Apparently, neither Babeu nor Weiner read Double Take. If they did they’d have thought this through a little better, just as we’ve tried to do here since cameras became attached to cellphones, thereby creating tiny TV studios in everyone’s pocket.
It’s a silly state of affairs when we expect teenagers to have better ethics and personal conduct than the adults around them, particularly national figures who hold themselves out as visionaries for our country. Yet these dumb examples offer a unique opportunity to sit down with teens — who are, as a matter of neurology, less thoughtful of consequence — and discuss how easy it is now to send one’s moment of poor judgment all around the world.
In that discussion, parents might want to quote Sheriff Babeu, explaining that he sent these photos “to an individual that was meant only for their observation, not meant to be splashed on the Internet or TV, and there still needs to be some balance for privacy.”
Uh huh. I’ve heard that one quite a few times, usually from 16-year-olds who, shortly after a break-up, realized that their one true love has a hidden mean streak. One click, privacy vanishes. Welcome to the 21st century.
This little news item prompted me to ask my network of teens where they now stand on the whole issue of sexting.
While opinions differ, the consensus is that text-based sexting is now so common that it’s considered “no thing.” It’s just a different way of saying the same explicit things kids have said verbally for years.
And the fact that it leaves a permanent electronic trail? That seems both well known and strangely unimportant.
Even more surprising in my teen sample was the way homemade sexual images are now perceived. One teen told me, “If a picture of someone gets out, it’s not really considered that big a deal. Basically I’d just say, ‘That’s really immature that you have that picture of me on your phone, when it’s not yours.’”
Sorry, kids, it is a big deal to make those images, to keep them and to transmit them.
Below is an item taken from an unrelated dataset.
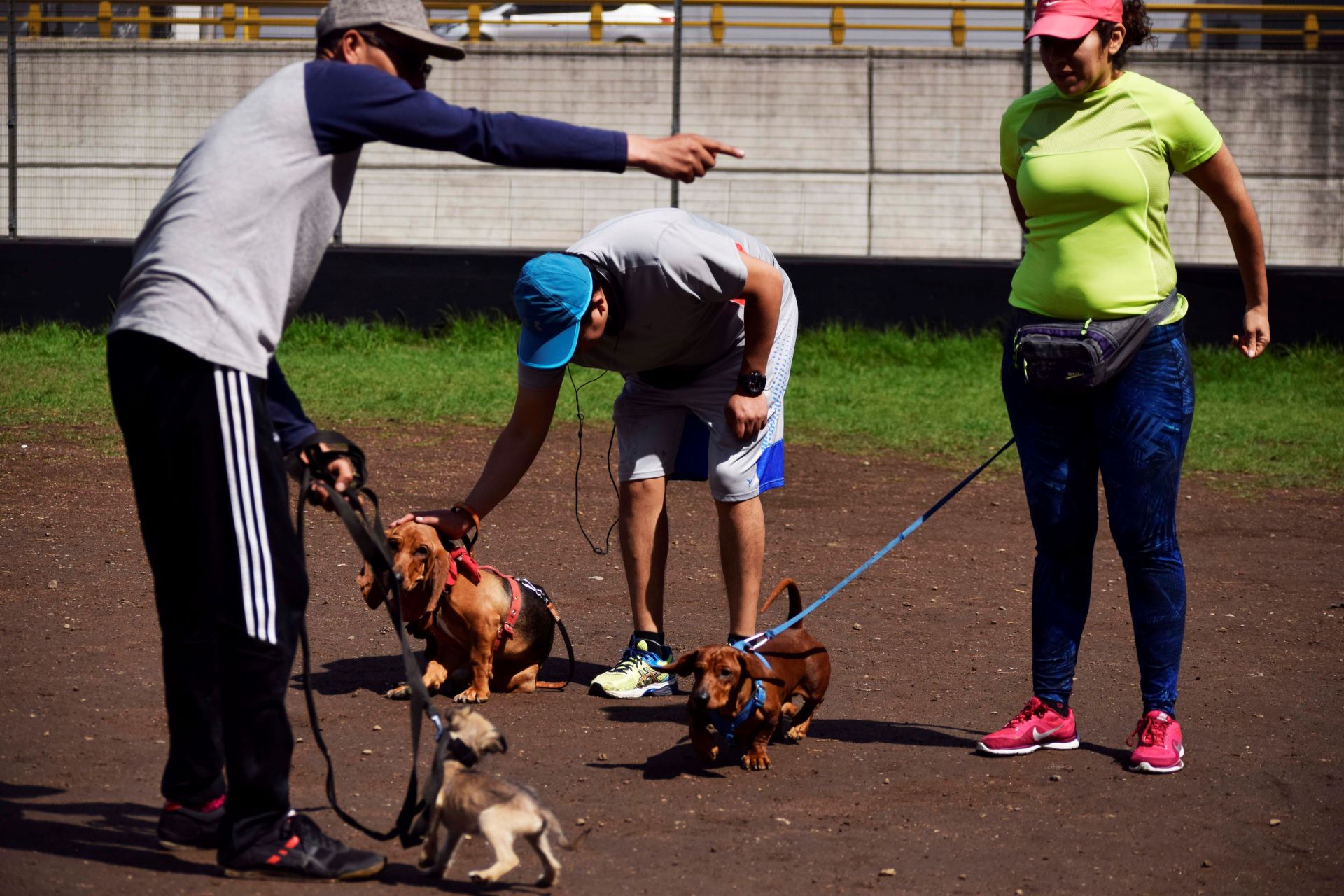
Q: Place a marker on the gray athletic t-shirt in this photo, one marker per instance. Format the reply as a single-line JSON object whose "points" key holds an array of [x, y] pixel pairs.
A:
{"points": [[679, 276], [227, 254]]}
If it’s not bad enough that your parents may come upon them now, or your own kids in 20 years, remember that explicit images of minors are, by legal definition, child pornography. It may sound like a fun way to share your love with your partner, but ask Sheriff Babeu and former U.S. Rep. Weiner how well that turned out.
Miranda: I remember the first time I begged my parents for unlimited texting. I was in junior high, and they said, “No. You’re too young.”
I look back now realizing how silly I was and laugh, yet I’ve always wondered what the effect will be on kids younger than me growing up immersed in technology. We are the “guinea pig” generation for many social technologies like Twitter, Facebook and texting. Where will they lead us?
As Wes points out, the biggest problem with being early adopters is that we can’t seem to understand that anything you send, good or bad, remains on the Internet or someone’s server or hard drive forever.
In my opinion, the worst-case scenario is sexting. Countless times a good politician or other public figure is destroyed by a high-tech scandal.
So, heed our warning one more time readers, young and old: Don’t EVER send pictures of yourself though your phone or on the Internet to anyone. If the photos get out, this can be damaging for your reputation and your self-esteem.
While teenage boy A may promise to never show anyone those shots, with one swift click he can send it to teenage boys B, C and D. Then your private body becomes open for public discussion, as you are literally exposed to the student body.
By the time you graduate high school, you’ll know at least one girl who’s made this mistake. That sad truth is one of the prices people pay for hitting send before thinking about the consequences.